月兎の葉の表面に「吸湿」の術式を付与し、ひっくり返してそちら側には「結露」を付与する。それから花瓶の上に月兎の葉を中央がへこむように置いてしばらくすると、ぽたり、ぽたりと水滴が落ちる音がし始めた。
ちょっとした思いつきだったけれど、簡易版の除湿器はうまく動いているようだ。幸いこの小部屋は一階なので、花瓶に水が溜まったら、窓から捨てればいい。
「さ、続き続き」
しばらくすると、心なしか小部屋の空気が快適になった気がする。
その日四回ほど花瓶の水を捨て、仕事が終わる時間になったら月兎の葉の付与を上から魔力で塗りつぶす。
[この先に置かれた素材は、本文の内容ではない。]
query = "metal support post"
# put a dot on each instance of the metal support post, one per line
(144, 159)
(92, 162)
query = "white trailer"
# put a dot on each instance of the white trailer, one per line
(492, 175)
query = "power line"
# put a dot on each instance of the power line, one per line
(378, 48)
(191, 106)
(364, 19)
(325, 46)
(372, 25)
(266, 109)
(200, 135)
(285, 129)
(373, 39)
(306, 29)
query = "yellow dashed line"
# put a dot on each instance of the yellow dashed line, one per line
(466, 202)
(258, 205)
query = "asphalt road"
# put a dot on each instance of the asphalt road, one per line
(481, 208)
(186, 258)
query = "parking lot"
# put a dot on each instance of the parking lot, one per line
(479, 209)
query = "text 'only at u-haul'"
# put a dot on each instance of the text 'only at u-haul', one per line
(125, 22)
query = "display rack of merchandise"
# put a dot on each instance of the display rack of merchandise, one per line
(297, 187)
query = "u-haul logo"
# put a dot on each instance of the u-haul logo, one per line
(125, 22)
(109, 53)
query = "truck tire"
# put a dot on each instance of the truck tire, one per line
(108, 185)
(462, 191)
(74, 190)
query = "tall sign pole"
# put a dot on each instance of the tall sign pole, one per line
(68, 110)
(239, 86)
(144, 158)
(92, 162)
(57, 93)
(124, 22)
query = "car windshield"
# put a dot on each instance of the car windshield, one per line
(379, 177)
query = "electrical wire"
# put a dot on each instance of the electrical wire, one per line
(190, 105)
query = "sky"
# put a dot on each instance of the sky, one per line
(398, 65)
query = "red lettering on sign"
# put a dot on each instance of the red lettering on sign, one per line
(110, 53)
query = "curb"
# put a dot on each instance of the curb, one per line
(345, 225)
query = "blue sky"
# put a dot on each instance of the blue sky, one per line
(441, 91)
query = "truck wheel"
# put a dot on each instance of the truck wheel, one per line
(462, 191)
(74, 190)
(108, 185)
付与の術式は目で見ることはできないけれど、自分が付与したものならばどこに術式を入れたか覚えておけばいいし、上から術式を塗りつぶすことで効果を消すこともできる。
おかげで汗を本に落とすこともなくなり、以降は夏呼びの雨が終わるまで、この簡易除湿器に頼ることを決めたオーレリアだった。